126480.fb2
The town of Herculaneum was very small, very sleepy, and if any interesting women lived there, they were hidden behind locked doors.
There was no rubbish in the streets. At Pompeii the town council had to provide stepping stones to help pedestrians cross the dubious substances which seeped and stagnated from their roads; the Herculaneum councillors believed in wider pavements-wide enough to hold a hot-piemen's convention, only it was a place which frowned on pies. And at Herculaneum rubbish never showed its face.
I hated Herculaneum. It had tasteful, well-scrubbed houses owned by people of little character who thought a lot of themselves. They lived in prim little streets. The men spent their days counting their money (of which they had plenty), while their good ladies were carried in closed litters from their own safe doorsteps into the homes of other respectable women, where they sat around plates of almond cakes and talked about nothing until it was time to go home again.
Unlike Pompeii, where we had to bawl to make ourselves heard, in Herculaneum you could stand in the Forum at the top of the town and still hear the seagulls at the port. If a child cried in Herculaneum its nursemaid dashed to gag it before it was sued for a breach of the peace. At Herculaneum the gladiators in the amphitheatre probably said 'I beg your pardon!' each time their swords did anything so impolite as landing a nick.
Frankly, Herculaneum made me want to jump on a public fountain and shout a very rude word.
We had left this hive of mediocrity until last because I despised it so heartily. Now our friend Ventriculus in Pompeii had informed me he would use up most of my lead on the orders we had already obtained. (The news came earlier than I calculated, though I was not surprised; I expected the plumber to cheat me a little, according to the customs of his trade.) So this was my last chance. We were here, with Nero and one last cartload of samples, hoping to prise out further details of Aufidius Crispus' plans (or even, if my luck took a special turn, to discover where the elusive sardine had parked his pretty ship).

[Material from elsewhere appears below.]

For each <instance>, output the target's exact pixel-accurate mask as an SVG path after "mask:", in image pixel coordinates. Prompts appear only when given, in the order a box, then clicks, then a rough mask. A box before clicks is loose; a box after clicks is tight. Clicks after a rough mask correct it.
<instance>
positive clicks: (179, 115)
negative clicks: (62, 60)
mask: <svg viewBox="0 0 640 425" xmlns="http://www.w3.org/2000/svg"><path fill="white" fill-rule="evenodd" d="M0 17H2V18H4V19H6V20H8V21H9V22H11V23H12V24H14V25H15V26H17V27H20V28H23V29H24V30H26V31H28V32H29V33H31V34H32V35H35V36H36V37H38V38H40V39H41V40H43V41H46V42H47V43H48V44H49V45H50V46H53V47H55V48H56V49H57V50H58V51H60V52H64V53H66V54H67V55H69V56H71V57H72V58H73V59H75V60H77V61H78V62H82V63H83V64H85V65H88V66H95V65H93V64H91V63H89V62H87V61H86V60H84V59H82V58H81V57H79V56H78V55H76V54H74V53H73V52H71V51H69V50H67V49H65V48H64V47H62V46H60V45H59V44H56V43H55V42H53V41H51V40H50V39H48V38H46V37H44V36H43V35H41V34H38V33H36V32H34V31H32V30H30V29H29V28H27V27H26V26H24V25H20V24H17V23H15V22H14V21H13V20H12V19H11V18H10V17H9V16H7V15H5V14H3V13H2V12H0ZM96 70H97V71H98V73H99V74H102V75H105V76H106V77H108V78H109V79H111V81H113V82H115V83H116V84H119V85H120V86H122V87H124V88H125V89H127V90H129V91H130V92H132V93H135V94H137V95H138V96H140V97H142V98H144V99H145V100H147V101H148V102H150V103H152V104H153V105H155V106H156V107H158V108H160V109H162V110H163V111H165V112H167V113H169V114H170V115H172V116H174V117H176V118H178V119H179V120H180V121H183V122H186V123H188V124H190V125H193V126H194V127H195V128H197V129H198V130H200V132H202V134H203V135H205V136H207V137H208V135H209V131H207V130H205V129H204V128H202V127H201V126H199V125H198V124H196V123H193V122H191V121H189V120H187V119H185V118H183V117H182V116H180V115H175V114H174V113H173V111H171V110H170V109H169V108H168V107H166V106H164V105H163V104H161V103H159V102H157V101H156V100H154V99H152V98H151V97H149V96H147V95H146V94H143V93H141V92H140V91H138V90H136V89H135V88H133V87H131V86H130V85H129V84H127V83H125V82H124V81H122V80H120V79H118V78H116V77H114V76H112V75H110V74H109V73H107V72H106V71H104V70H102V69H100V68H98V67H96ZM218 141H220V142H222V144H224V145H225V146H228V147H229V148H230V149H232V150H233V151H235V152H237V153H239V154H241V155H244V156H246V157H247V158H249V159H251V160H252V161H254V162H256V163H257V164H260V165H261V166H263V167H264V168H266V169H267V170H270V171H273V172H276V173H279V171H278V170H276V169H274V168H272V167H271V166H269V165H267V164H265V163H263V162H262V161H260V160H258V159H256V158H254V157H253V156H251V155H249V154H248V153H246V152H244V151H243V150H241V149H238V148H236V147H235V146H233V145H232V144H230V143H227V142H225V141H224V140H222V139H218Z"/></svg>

I had no intention of visiting the magistrate Helena Justina had mentioned. I was sharp; I was tough; I was good at my job. I did not need a self-appointed supervisor. I would find my information for myself.
While I nosed round Herculaneum looking for it, I admitted to Larius that we had reached the limit of the expenses Vespasian would want to pay.
'Does that mean we have no money?'
'Yes; he's mean with failure.'
'Would he pay you more if you found something out?'
'If he thought it was worth it.'
Some people might panic; I felt shifty myself. But Larius uttered stoically, 'We'd better make sure we discover something quick!'
I liked my nephew's attitude. He saw life in simple terms. Once again I mused how his tenacious approach would make Galla's eldest an asset in my line of work. I mentioned it, as Nero approached Herculaneum's wide main street (it was called the Decumanus Maximus, which is what every two-goose town in Italy calls its main street). Larius responded to my careers advice by telling me about a wall painter Ventriculus had introduced who was offering him summer employment sketching figures on a frieze…
I knew nothing about this; I was highly annoyed. I told my nephew what I thought of artists. His chin jutted, with the irritating tenacity I had previously admired.